AnchiBERT: A Pre-Trained Model for Ancient ChineseLanguage Understanding and Generation
This addresses the challenge of processing ancient Chinese for cultural and linguistic applications, but it is incremental as it adapts an existing method (BERT) to a new domain.
The authors tackled the problem of natural language processing for ancient Chinese, which lacks large-scale parallel data, by releasing AnchiBERT, a pre-trained model based on BERT trained on monolingual ancient Chinese corpora; it outperformed BERT and non-pretrained models, achieving state-of-the-art results on tasks like poem classification, translation, and generation.

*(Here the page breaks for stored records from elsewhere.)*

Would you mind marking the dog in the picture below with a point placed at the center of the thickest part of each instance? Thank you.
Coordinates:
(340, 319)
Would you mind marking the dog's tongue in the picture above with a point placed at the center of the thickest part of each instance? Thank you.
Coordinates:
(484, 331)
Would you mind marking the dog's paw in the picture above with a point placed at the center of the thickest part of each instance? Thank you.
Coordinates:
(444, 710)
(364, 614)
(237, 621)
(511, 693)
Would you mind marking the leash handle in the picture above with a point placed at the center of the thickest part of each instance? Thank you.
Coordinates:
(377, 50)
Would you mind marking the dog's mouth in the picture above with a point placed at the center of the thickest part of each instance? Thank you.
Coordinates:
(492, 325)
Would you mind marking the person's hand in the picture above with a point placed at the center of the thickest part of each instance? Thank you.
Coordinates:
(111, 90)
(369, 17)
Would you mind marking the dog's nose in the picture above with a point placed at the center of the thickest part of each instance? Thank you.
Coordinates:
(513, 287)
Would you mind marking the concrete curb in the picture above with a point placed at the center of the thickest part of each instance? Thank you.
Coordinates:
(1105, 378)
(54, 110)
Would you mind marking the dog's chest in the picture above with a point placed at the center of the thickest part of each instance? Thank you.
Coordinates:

Ancient Chinese is the essence of Chinese culture. There are several natural language processing tasks of ancient Chinese domain, such as ancient-modern Chinese translation, poem generation, and couplet generation. Previous studies usually use the supervised models which deeply rely on parallel data. However, it is difficult to obtain large-scale parallel data of ancient Chinese. In order to make full use of the more easily available monolingual ancient Chinese corpora, we release AnchiBERT, a pre-trained language model based on the architecture of BERT, which is trained on large-scale ancient Chinese corpora. We evaluate AnchiBERT on both language understanding and generation tasks, including poem classification, ancient-modern Chinese translation, poem generation, and couplet generation. The experimental results show that AnchiBERT outperforms BERT as well as the non-pretrained models and achieves state-of-the-art results in all cases.